À cet instant, le papier contenant la formule de transformation glissa de mon siège, bruissant en coulissant dessous, et tout comme ça, le papier magique avait disparu sans laisser de trace — clairement, un sort à l'œuvre.

« Oh ?! Qu'est-ce que c'était que ça ?! » s'exclama Epherene, la première à réagir. « Non ! »

Tandis que je restais parfaitement calme, Epherene bondit de son siège, hurlant comme si le ciel lui tombait sur la tête.

« Au voleur ! Hé — y a un voleur ! Par ici, au secours ! Je vous dis qu'il y a un voleeeeeeeeeur ! »

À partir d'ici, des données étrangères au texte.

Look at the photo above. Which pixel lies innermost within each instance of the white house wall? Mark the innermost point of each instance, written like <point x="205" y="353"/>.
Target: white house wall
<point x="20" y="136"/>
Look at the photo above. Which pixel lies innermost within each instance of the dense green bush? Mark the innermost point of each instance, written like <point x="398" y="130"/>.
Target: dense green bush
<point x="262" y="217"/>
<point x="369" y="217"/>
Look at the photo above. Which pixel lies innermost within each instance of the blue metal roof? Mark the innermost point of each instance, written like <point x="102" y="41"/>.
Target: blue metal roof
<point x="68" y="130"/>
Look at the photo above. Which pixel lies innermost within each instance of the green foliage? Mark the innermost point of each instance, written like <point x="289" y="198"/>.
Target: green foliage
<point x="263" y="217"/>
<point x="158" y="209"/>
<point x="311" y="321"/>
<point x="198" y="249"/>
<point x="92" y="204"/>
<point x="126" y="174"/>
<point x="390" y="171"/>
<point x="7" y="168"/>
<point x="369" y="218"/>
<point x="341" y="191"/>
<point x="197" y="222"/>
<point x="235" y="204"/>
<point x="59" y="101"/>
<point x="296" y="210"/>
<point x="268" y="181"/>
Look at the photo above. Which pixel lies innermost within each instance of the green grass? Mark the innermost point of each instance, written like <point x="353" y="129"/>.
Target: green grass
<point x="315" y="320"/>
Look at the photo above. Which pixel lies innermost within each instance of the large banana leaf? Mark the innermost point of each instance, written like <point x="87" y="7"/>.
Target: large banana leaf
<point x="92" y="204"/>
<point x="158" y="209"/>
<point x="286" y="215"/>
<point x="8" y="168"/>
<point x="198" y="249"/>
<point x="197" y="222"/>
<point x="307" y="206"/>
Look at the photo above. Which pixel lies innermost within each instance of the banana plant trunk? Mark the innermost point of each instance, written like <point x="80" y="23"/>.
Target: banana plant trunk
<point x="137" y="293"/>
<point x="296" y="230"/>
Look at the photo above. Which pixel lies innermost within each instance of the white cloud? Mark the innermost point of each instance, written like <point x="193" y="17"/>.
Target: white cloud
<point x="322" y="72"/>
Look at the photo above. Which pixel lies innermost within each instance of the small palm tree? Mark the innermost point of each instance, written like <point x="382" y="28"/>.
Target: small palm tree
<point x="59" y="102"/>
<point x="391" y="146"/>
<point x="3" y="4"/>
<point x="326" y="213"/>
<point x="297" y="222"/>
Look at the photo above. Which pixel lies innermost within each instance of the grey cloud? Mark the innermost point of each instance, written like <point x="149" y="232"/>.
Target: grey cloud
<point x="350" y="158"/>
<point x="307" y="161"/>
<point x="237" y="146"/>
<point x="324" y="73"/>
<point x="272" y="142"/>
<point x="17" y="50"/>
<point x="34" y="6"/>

Il n'y avait que trente personnes dans la cabine VVIP, et tous se tournèrent vers nous les sourcils froncés au cri d'Epherene, mais je ne daignai pas m'expliquer, peu m'importait que ce soit un voleur ou autre chose.

« Je vous en prie, restez calme, mademoiselle. Il n'y a aucune possibilité de vol dans cette cabine VVIP », répondit un membre de l'équipage.

« Comment ça, aucun vol ?! Ils viennent d'utiliser un sort pour le prendre sous nos yeux ! Oh, merde ! Je n'ai jamais appris le Traçage Inverse puisque c'est de la catégorie Harmonie. On fait quoi ? Professeur, vous pouvez le faire ? »

« … Epherene, fermez-la. » dis-je.

Après tout, la formule de transformation elle-même n'avait rien de spécial.

Même avec la formule et sa solution en main, ils n'atteindront jamais la réponse —

« Non, vous ne comprenez pas — quelqu'un vient de voler la théorie magique du Professeur Deculein ! Elle n'a même pas été annoncée, et on nous a tout piqué ! »

« Je vous demande pardon — est-ce vrai ?! » demanda un membre de l'équipage, se tournant vers moi le visage pâle de choc.

Je ne dis rien, mais j'imaginais quel titre ornerait les journaux de l'Empire demain matin.

Dernière Minute ! : Vol de la Nouvelle Théorie Magique du Professeur Deculein Signalé

« On parle de cent millions d'elne — non, attendez, c'est quoi cent millions ? Ça vaut un milliard d'elne ! »

« Ça ne peut pas être vrai ! »

Dernière Minute !!! : Vol de la Nouvelle Théorie Magique du Professeur Deculein Signalé, Estimé à Un Milliard d'Elne !

Et puis, une alarme se mit à hurler dans tout l'aéronef.